O pacote inclui redução de tributos sobre gasolina e etanol e uma nova subvenção ao diesel, em meio à alta do petróleo provocada pela guerra no Oriente Médio.

“Estamos fazendo uso do espaço fiscal de que dispomos, sem pedir espaço adicional”, declarou Moretti.

Gasolina e etanol

Decreto assinado pelo presidente Luiz Inácio Lula da Silva reduz em R$ 0,63 por litro as alíquotas de PIS/Pasep e Cofins sobre a gasolina, fazendo a cobrança cair para R$ 0,16 por litro.

Para o etanol hidratado, os tributos federais serão zerados temporariamente, com redução de R$ 0,19 por litro.

As medidas valem de 10 de setembro a 9 de outubro e substituem a subvenção anterior da gasolina, de R$ 0,44 por litro. O impacto estimado da desoneração da gasolina e do etanol é de R$ 2 bilhões por mês.

Subsídio ao diesel

Medida provisória autoriza nova subvenção de R$ 1 por litro de diesel rodoviário para produtores e importadores. O valor será regulamentado pelo Ministério da Fazenda e revisado a cada 30 dias, podendo ser alterado, interrompido ou prorrogado conforme as condições do mercado.

O custo estimado é de R$ 5 bilhões em setembro, dependendo da adesão das empresas.

Custo total

Somadas as novas medidas, o impacto mensal chega a R$ 7 bilhões. Com a atual subvenção de R$ 1,12 por litro de diesel, que termina em 27 de setembro e custa R$ 5,5 bilhões por mês, o impacto sobre as contas públicas em setembro será de R$ 12,5 bilhões.

Entre março e agosto, o governo gastou ou deixou de arrecadar R$ 25 bilhões com medidas para conter os preços dos combustíveis. Com setembro, a conta chega a R$ 37,5 bilhões em 2026.

Recursos

O secretário-executivo do Ministério da Fazenda, Rogério Ceron, afirmou que o governo espera mais de R$ 10 bilhões em receitas extraordinárias de petróleo para financiar as desonerações.

“A estimativa de receitas extraordinárias para esse período será de mais de R$ 10 bilhões”, disse.

A subvenção do diesel será financiada por crédito extraordinário editado por medida provisória.
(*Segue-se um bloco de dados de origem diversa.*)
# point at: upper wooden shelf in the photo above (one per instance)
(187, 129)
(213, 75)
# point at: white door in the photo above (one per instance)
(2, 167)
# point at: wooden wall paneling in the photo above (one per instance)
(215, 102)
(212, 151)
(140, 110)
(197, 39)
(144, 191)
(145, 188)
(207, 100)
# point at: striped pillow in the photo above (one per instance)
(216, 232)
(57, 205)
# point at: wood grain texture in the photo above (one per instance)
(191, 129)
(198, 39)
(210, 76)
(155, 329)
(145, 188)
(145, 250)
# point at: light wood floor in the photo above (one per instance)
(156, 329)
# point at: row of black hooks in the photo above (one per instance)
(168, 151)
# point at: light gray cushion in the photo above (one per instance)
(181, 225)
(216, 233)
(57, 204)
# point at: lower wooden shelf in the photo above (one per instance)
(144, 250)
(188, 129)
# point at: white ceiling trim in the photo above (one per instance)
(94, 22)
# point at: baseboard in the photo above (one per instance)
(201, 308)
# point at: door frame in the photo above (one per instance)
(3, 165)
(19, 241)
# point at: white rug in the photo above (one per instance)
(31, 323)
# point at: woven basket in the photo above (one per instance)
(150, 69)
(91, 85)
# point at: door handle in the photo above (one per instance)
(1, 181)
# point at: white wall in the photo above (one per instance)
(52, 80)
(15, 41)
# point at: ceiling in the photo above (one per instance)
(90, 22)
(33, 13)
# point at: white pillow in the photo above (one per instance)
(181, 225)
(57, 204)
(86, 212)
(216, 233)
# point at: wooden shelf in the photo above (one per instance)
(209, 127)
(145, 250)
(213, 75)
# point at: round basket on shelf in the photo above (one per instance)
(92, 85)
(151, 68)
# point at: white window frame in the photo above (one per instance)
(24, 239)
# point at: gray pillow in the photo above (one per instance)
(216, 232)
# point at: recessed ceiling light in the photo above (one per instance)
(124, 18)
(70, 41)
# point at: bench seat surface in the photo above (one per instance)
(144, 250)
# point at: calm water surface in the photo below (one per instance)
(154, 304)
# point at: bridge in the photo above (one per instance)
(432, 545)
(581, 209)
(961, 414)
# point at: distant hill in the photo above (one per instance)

O impacto será incorporado ao próximo Relatório Bimestral de Avaliação de Receitas e Despesas, previsto para 24 de setembro.

O relatório traz orientações para a execução do Orçamento. Caso necessário, o governo poderá bloquear gastos não obrigatórios para cumprir os limites de despesas do arcabouço fiscal.

Alta do petróleo

Moretti rejeitou a avaliação de que o pacote tenha caráter populista e afirmou que as medidas são temporárias e buscam reduzir os efeitos da alta internacional do petróleo.

“Essa é uma política de suavização de preço, de mitigação dos efeitos da guerra sobre os preços de derivado. Portanto, não há uma redução artificial. Não há distorção de preço relativo, não há um uso, digamos, populista desse instrumento”, afirmou.

O barril do tipo Brent, referência internacional, fechou a US$ 101,21 nesta quarta-feira, com alta de 3,36%. Em nota, o Palácio do Planalto afirmou que “as medidas buscam amortecer, de forma temporária, os efeitos dessa conjuntura internacional sobre o mercado doméstico”.

O ministro da Fazenda, Dario Durigan, defendeu ações temporárias para proteger a população e classificou como boa prática a adoção de “medidas limitadas e temporárias”.

Segundo o governo, as medidas anteriores ajudaram a conter os preços. Durante a guerra, o diesel caiu 6% no Brasil, enquanto subiu 25% na Alemanha. Apesar da queda recente, os preços brasileiros ainda estão acima dos níveis anteriores ao conflito.